La actriz recuerda que Ashton y sus hijas hicieron "lo mejor posible" para conectarse con ella después de la pérdida, pero ella sentía que era su culpa, creía que había fallado. El dolor se transformó en ausencia y de a poco se alejó de sus hijas. Estaba desesperada por volver a ser madre y se sometió a más de un tratamiento para quedar embarazada. No funcionó. "Cada vez que me venía el período era una prueba de que otro ciclo había fallado, sentía que revivía la muerte de Chaplin y me iba a un lugar muy oscuro. Lo mantenía completamente en secreto. Era un soldado parado. Por fuera parecía optimista, práctica. Por dentro, me estaba muriendo", confiesa.
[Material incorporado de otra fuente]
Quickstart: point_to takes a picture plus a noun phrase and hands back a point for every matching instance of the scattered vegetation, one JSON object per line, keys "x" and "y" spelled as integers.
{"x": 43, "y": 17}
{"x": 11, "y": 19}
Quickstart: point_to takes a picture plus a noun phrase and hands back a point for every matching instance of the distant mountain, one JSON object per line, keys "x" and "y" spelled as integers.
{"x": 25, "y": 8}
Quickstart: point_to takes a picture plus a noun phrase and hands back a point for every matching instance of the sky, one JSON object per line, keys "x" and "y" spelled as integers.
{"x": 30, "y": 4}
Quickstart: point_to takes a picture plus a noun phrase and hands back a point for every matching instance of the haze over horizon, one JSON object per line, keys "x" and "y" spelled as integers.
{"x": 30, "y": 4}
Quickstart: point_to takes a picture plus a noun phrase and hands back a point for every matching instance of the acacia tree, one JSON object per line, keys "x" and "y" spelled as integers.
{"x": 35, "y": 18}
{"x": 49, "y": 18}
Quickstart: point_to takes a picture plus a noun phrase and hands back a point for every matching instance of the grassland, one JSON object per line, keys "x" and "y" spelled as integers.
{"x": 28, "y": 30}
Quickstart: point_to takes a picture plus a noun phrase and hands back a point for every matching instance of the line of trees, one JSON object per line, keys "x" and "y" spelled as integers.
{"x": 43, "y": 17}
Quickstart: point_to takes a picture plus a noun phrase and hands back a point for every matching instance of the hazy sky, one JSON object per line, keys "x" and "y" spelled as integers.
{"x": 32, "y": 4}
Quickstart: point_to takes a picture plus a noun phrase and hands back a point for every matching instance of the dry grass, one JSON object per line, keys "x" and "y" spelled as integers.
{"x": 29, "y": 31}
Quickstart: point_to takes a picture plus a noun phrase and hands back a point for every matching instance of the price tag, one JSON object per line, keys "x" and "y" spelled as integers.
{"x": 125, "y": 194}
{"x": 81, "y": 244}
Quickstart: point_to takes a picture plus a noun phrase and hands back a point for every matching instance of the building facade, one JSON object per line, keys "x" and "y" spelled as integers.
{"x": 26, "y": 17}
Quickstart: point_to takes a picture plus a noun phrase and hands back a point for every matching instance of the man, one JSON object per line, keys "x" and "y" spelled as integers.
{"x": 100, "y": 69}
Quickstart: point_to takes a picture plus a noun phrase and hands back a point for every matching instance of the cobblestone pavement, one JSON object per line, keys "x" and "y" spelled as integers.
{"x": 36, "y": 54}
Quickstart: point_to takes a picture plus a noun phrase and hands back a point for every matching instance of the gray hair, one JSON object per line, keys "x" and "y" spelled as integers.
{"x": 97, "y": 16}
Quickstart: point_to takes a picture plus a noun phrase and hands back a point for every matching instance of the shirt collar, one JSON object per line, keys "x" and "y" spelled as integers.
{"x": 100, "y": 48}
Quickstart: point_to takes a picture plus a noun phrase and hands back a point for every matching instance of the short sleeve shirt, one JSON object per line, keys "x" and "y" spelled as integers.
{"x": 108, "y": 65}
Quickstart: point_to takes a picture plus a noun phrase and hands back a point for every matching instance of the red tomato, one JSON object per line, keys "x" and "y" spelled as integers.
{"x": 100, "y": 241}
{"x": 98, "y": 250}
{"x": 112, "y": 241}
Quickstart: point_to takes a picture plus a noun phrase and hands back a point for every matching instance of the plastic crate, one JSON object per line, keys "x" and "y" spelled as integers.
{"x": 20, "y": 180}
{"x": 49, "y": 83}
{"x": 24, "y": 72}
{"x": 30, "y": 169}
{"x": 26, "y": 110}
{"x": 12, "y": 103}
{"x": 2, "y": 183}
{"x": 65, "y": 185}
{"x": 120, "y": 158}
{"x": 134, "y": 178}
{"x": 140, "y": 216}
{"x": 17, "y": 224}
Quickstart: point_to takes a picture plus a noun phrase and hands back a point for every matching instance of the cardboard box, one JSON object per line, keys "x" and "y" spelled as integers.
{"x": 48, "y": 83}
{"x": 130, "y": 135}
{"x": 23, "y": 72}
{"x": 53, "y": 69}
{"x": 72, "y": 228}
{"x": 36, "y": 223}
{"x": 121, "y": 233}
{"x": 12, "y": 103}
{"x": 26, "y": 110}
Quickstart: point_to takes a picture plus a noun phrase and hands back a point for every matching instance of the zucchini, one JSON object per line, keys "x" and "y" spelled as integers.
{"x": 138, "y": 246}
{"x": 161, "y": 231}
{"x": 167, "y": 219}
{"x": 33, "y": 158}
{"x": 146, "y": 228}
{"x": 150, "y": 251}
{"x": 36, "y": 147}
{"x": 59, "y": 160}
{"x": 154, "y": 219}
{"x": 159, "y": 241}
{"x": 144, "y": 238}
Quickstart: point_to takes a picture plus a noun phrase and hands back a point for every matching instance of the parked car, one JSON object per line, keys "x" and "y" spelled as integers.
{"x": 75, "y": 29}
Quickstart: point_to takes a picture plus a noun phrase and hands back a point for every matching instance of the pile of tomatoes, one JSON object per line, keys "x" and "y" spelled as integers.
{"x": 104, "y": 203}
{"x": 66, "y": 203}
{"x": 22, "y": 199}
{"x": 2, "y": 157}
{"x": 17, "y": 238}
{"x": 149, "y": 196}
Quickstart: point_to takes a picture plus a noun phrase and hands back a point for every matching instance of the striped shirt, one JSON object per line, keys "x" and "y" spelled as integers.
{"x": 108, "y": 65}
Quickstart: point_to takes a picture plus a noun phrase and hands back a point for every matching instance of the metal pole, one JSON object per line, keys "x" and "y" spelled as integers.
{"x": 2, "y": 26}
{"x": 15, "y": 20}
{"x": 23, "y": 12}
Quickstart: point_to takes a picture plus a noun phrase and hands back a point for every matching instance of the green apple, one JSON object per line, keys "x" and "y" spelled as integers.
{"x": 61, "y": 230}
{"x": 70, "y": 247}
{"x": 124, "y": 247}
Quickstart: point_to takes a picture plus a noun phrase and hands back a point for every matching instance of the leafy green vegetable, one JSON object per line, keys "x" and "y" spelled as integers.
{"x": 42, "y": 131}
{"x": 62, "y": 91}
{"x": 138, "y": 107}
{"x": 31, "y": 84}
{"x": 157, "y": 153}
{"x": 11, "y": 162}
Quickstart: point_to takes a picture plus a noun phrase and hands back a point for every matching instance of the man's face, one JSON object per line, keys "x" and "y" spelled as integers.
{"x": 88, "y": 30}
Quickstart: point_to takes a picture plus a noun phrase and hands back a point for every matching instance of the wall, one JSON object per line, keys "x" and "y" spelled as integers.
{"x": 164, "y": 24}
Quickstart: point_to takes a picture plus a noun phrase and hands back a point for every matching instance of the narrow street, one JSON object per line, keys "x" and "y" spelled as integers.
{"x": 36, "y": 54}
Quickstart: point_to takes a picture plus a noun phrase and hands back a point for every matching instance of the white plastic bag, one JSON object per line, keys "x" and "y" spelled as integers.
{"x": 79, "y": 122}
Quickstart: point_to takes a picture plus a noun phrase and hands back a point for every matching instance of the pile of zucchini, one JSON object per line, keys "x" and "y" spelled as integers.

De a poco, sus problemas con el alcohol se agudizaron. Ashton se alejaba y ella intentaba de todo para mantener la relación a flote. Incluso sentía que era "adicta" a él. Estaba convencida de que no lo podía perder y perdonó sus infidelidades (que aparecieron en revistas de todo el mundo). "Ashton estaba cada vez más ausente. Yo quería ser la mujer que necesitaba, por eso cuando me expresó su fantasía de traer a una tercera persona a la cama no dije que no. Quería mostrarle qué divertida y buena podía ser", dice. Pero no resultó.

En 2011, después de que los tabloides amanecieron con la noticia de que Ashton se había acostado otra vez con una veinteañera, Demi anunció públicamente su divorcio. Volvió a refugiarse en las drogas y el alcohol, y sus hijas dejaron de hablarle. Estaba llegando a un límite, y después de aquella noche de 2012 se dio cuenta de que no podía vivir así. Se internó en rehabilitación y, de a poco, retomó el ritmo de su vida. Perdonó a sus padres, habló con sus hijas y por encima de todo se perdonó a sí misma. Por eso escribió Inside Out, porque quiere ayudar al menos a una persona que se pueda sentir identificada. Y esta es su historia.